= Empress Dowager Wang (Yang Wu) =

Empress Dowager Wang (王太后, personal name unknown) (died 928) was a concubine of the late-Tang dynasty warlord Yang Xingmi and the mother of his son Yang Pu, the final ruler and the only emperor of the Wu state founded upon the territory that Yang Xingmi took. During Yang Pu's reign as emperor, she was honored as empress dowager.

== Background ==
Virtually nothing is known about Lady Wang's background, including when or where she was born. The only thing that was known about her early life is that she was the mother of Yang Xingmi's fourth son, Yang Pu.

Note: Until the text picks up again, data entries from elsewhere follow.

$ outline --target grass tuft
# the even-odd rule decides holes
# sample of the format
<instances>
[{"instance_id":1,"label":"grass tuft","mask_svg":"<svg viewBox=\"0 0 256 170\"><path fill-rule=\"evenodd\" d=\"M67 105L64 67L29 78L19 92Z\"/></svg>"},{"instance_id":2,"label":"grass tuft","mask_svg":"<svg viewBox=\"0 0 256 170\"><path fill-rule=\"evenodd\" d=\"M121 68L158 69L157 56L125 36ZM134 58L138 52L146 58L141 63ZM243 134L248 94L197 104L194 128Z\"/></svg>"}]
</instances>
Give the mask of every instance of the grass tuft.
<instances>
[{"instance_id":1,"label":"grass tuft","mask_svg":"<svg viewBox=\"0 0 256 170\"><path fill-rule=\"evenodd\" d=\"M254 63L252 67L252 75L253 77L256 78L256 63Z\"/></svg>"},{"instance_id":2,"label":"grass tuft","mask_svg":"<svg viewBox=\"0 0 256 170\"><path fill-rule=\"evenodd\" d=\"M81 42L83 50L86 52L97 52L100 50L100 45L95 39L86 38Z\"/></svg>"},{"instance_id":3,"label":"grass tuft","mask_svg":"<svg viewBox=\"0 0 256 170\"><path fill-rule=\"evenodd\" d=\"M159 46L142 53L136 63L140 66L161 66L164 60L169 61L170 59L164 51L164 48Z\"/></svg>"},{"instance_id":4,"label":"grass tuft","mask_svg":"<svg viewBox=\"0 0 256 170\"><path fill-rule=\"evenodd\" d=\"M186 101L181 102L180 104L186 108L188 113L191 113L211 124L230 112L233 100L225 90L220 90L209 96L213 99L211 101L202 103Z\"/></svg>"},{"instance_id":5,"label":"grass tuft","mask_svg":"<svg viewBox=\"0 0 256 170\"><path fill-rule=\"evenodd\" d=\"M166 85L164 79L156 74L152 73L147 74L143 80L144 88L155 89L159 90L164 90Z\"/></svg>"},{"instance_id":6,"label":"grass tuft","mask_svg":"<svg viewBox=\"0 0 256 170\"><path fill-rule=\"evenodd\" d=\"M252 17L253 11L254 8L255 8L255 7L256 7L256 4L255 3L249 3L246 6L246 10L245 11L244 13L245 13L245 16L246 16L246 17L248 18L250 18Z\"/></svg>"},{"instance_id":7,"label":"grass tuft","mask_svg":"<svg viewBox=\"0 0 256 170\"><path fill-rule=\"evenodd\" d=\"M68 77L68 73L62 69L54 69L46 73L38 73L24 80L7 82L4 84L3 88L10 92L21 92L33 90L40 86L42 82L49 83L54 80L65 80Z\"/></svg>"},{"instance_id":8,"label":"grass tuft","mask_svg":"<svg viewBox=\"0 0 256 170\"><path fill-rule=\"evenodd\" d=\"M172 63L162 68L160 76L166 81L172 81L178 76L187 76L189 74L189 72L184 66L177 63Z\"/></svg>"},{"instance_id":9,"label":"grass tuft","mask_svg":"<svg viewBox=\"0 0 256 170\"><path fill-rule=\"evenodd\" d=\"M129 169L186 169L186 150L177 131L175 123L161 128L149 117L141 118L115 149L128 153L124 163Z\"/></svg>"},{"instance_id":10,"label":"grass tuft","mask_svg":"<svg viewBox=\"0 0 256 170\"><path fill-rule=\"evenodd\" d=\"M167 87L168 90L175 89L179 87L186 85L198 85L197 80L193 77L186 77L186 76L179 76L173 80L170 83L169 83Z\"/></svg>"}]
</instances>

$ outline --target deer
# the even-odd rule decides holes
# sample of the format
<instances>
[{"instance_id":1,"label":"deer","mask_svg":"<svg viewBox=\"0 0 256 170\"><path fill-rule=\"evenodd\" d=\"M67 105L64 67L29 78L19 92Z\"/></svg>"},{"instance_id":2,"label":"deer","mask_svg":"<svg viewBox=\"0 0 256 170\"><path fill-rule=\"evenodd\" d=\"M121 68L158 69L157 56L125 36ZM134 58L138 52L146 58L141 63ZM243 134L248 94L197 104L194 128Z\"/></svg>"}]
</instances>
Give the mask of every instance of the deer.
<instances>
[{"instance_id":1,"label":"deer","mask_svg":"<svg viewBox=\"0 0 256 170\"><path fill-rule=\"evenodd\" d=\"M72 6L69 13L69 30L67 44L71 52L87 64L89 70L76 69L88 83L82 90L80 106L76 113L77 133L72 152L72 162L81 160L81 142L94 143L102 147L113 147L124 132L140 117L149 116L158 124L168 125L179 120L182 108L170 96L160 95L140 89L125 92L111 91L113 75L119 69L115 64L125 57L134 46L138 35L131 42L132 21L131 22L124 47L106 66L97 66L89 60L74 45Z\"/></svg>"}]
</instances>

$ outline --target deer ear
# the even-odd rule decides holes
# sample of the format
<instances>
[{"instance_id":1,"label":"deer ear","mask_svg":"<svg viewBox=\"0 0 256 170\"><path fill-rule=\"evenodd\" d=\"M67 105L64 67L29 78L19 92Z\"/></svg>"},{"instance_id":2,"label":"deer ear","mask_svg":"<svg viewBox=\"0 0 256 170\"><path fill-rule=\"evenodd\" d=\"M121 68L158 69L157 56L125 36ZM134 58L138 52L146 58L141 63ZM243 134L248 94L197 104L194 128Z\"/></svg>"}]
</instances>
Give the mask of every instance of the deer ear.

== As queen dowager and empress dowager ==
In 920, Yang Pu's older half-brother, Yang Longyan (Yang Xingmi's second son), who was then the King of Wu, was gravely ill. While Yang Pu was not Yang Xingmi's oldest surviving son at that point (Yang Meng, Yang Xingmi's third son, was), Xu Wen, who was in effective control of Wu's government by that point, was apprehensive of Yang Meng, who had ambitions to restore the Yang family's effective power. Xu, therefore, claiming that it was Yang Longyan's wishes, welcomed Yang Pu, who was then the Duke of Danyang, to the palace and had Yang Pu take the title of regent. Yang Longyan died soon thereafter, and Yang Pu took the throne as King of Wu. He honored his mother Lady Wang as queen dowager.

In 927, after Xu's death, Yang Pu, pursuant to Xu's urging prior to his death, took the title of Emperor of Wu. He honored Queen Dowager Wang as empress dowager. She died the next year (928).